As part of the wider EGIP consultation process, people in Edinburgh and the Lothians have highlighted a number of possible service improvements, including calls for a station at Abbeyhill and the electrification and reintroduction of passenger services on the South Suburban Line. These proposals have generated strong support. We now need proper investigation of the costs and benefits.
The Scottish Parliament’s Infrastructure and Capital Investment Committee recently published its report on the renewal of the Scottish passenger rail franchise. The report argued for simplified fare structures, improved monitoring and efficiency of services and a more integrated approach. The committee also recommended that the franchise should be awarded for a longer period. If this were to happen it is vital that a balance is struck between transparency in the process and accountability for those running our vital train services.
The Scottish Government was rightly criticised by many for some of the proposals in its initial consultation. Suggestions that there be fewer train services, longer travel times and more changes for passengers on long-distance routes would be a big step backwards. They would also cause massive inconvenience to local passengers commuting to Edinburgh.
The consultation also sought views on the possibility of raising fares for peak-time services and limiting the number of people on board. I am concerned that this would make rail travel for people travelling to work in Edinburgh prohibitively expensive.

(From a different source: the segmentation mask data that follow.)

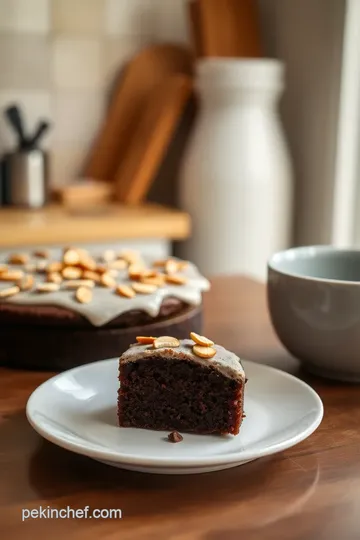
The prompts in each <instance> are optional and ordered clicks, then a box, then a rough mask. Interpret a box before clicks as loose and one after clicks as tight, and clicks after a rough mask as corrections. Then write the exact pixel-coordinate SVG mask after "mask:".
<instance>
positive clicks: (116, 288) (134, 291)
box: [115, 285, 136, 298]
mask: <svg viewBox="0 0 360 540" xmlns="http://www.w3.org/2000/svg"><path fill="white" fill-rule="evenodd" d="M115 292H116V294H118V295H119V296H124V297H125V298H134V296H136V293H135V291H134V290H133V289H132V288H131V287H130V286H129V285H118V286H117V287H116V291H115Z"/></svg>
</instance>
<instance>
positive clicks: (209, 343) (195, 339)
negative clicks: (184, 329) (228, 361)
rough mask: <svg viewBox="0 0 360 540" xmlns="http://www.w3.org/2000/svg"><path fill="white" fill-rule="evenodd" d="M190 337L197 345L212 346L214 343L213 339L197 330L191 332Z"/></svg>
mask: <svg viewBox="0 0 360 540" xmlns="http://www.w3.org/2000/svg"><path fill="white" fill-rule="evenodd" d="M190 337H191V339H192V340H193V341H195V343H196V344H197V345H201V346H202V347H212V346H213V345H214V342H213V341H211V340H210V339H208V338H206V337H205V336H200V335H199V334H197V333H196V332H190Z"/></svg>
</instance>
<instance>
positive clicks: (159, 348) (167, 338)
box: [153, 336, 180, 349]
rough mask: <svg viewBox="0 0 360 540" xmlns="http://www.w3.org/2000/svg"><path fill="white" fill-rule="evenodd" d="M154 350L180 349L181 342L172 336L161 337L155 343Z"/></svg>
mask: <svg viewBox="0 0 360 540" xmlns="http://www.w3.org/2000/svg"><path fill="white" fill-rule="evenodd" d="M153 347H154V349H163V348H164V347H166V348H168V347H171V348H172V347H180V341H179V340H178V339H176V338H173V337H171V336H161V337H159V338H156V339H155V340H154V342H153Z"/></svg>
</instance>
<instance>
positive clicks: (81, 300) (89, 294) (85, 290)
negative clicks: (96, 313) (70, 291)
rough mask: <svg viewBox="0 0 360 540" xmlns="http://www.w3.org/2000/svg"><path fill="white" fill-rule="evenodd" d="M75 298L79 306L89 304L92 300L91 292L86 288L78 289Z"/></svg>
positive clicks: (81, 288) (84, 287) (85, 287)
mask: <svg viewBox="0 0 360 540" xmlns="http://www.w3.org/2000/svg"><path fill="white" fill-rule="evenodd" d="M75 298H76V300H77V301H78V302H79V303H80V304H89V303H90V302H91V300H92V290H91V289H89V288H88V287H79V288H78V289H77V291H76V293H75Z"/></svg>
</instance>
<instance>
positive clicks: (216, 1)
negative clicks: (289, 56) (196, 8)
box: [194, 0, 262, 58]
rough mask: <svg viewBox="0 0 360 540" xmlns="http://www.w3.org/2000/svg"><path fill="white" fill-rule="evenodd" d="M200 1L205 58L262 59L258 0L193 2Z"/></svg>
mask: <svg viewBox="0 0 360 540" xmlns="http://www.w3.org/2000/svg"><path fill="white" fill-rule="evenodd" d="M194 1H196V2H198V10H199V20H200V27H201V36H202V52H203V54H204V56H212V57H240V58H256V57H260V56H262V47H261V38H260V27H259V21H258V12H257V6H256V3H255V0H194Z"/></svg>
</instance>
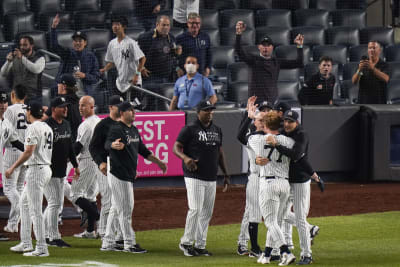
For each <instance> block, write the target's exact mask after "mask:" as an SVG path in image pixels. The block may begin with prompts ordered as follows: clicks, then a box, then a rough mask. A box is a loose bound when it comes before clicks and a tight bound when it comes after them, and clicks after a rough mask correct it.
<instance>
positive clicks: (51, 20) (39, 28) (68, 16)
mask: <svg viewBox="0 0 400 267" xmlns="http://www.w3.org/2000/svg"><path fill="white" fill-rule="evenodd" d="M56 14H58V16H59V17H60V23H59V24H58V26H57V29H73V27H72V25H71V21H72V16H71V13H68V12H55V13H42V14H40V15H39V29H40V30H41V31H50V28H51V24H52V23H53V19H54V17H55V16H56Z"/></svg>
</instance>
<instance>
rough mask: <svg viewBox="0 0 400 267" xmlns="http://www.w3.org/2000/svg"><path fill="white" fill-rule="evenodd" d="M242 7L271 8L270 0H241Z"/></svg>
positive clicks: (257, 9) (254, 8)
mask: <svg viewBox="0 0 400 267" xmlns="http://www.w3.org/2000/svg"><path fill="white" fill-rule="evenodd" d="M242 8H244V9H254V10H260V9H271V8H272V0H246V1H242Z"/></svg>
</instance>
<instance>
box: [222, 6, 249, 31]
mask: <svg viewBox="0 0 400 267" xmlns="http://www.w3.org/2000/svg"><path fill="white" fill-rule="evenodd" d="M219 17H220V27H223V28H234V27H236V22H238V21H239V20H241V21H244V23H246V27H247V29H249V28H251V29H254V27H255V23H254V13H253V10H248V9H226V10H221V11H220V13H219Z"/></svg>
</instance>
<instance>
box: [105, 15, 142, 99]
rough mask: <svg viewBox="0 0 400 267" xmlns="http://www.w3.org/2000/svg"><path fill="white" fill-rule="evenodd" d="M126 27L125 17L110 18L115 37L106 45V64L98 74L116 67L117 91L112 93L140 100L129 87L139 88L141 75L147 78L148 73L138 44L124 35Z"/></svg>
mask: <svg viewBox="0 0 400 267" xmlns="http://www.w3.org/2000/svg"><path fill="white" fill-rule="evenodd" d="M126 27H128V20H127V19H126V17H124V16H117V17H113V18H112V31H113V33H114V34H115V35H116V36H117V37H116V38H114V39H112V40H111V41H110V43H109V44H108V47H107V53H106V57H105V61H106V62H107V64H106V66H105V67H104V68H103V69H100V72H101V73H104V72H106V71H108V70H109V69H111V68H112V67H116V68H117V71H118V78H117V80H116V86H117V89H118V90H116V91H115V92H114V93H116V94H119V95H121V96H122V97H123V98H124V99H125V100H128V101H130V100H131V99H133V98H135V97H139V98H140V94H138V93H135V94H132V90H133V88H132V87H131V85H136V86H141V85H142V76H141V75H143V76H145V77H147V76H148V72H147V70H146V69H144V64H145V62H146V57H145V56H144V54H143V52H142V50H141V49H140V47H139V45H138V43H137V42H136V41H135V40H133V39H131V38H130V37H129V36H127V35H126V34H125V29H126Z"/></svg>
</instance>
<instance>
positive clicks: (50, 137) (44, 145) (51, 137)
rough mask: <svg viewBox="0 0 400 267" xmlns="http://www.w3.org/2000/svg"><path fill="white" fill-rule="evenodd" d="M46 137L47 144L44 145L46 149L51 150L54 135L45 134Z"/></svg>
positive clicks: (45, 132) (49, 134)
mask: <svg viewBox="0 0 400 267" xmlns="http://www.w3.org/2000/svg"><path fill="white" fill-rule="evenodd" d="M44 136H45V137H46V143H45V144H44V148H45V149H46V148H47V149H51V147H52V145H53V135H52V134H51V132H49V133H48V132H45V133H44ZM46 146H47V147H46Z"/></svg>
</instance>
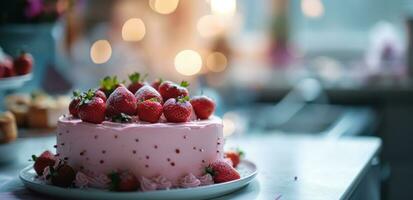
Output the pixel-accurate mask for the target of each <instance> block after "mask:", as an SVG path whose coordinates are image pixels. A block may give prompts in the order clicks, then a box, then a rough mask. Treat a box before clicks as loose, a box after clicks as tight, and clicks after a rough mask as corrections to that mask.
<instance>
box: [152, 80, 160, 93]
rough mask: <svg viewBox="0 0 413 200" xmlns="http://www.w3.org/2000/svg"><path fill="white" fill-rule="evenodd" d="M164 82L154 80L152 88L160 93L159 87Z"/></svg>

Thankfully the Scottish Government abandoned proposals that would have seen cross-border services terminating in Edinburgh rather than continuing further north. We need to see continued support for cross-border rail services, particularly sleeper services.
Since devolution, the number of people using the railway has grown steadily. That’s because of sustained investment, new trains, new stations, more support for safety and a huge improvement brought about by use of information technology. This has made our railways more competitive with cars and has reduced the amount of transport-related CO2 emissions.
This is the sort of sustainable transport policy we should be following but the proposals being pursued by the Scottish Government will do little to progress it. Instead they will merely result in fewer trains, longer, more expensive journeys and a less convenient service.
I’m hoping that the Minister has listened to the arguments and is prepared to put our railways on a stronger footing. For Edinburgh our future economic growth and environmental prosperity demand that he does so.